Am 02.02.2012 12:02, schrieb Peter Otten:
Ulrich Eckhardt wrote:

  >>>  u'abc'.translate({u'a': u'A'})
u'abc'

I would call this a chance to improve Python. According to the
documentation, using a string [as key] is invalid, but it neither raises
an exception nor does it do the obvious and accept single-character
strings as keys.


Thoughts?

How could this raise an exception? You'd either need a typed dictionary (int
-->  unicode) or translate() would have to verify that all keys are indeed
integers.

The latter is exactly what I would have done, i.e. scan the dictionary for invalid values, in the spirit of not letting errors pass unnoticed.


The former would go against the grain of Python, the latter would
make the method less flexible as the set of keys currently need not be
predefined:

class A(object):
...     def __getitem__(self, key):
...             return unichr(key).upper()
...
u"alpha".translate(A())
u'ALPHA'

Working with __getitem__ is a point. I'm not sure if it is reasonable to expect this to work though. I'm -0 on that.

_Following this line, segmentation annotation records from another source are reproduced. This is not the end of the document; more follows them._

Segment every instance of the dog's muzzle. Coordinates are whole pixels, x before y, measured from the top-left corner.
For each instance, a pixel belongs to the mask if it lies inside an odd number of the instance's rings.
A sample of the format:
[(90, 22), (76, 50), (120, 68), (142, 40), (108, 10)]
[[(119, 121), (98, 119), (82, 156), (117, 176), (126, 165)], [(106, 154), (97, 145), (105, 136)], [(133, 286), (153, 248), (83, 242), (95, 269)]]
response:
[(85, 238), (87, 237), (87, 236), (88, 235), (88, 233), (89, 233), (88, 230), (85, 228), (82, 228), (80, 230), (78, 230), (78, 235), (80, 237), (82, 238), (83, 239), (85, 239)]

I could also imagine a completely separate path for iterable and non-iterable mappings.


Using unicode instead of integer keys would be nice but breaks backwards
compatibility, using both could double the number of dictionary lookups.

Dictionary lookups are constant time and well-optimized, so I'd actually go for allowing both and paying that price. I could even imagine preprocessing the supplied dictionary while checking for invalid values. The result could be a structure that makes use of the fact that Unicode codepoints are < 22 bits and that makes the way from the elements of the source sequence to the according map entry as short as possible (I'm not sure if using codepoints or single-character strings is faster). However, those are early optimizations of which I'm not sure if they are worth it.

Anyway, thanks for your thoughts, they are always appreciated!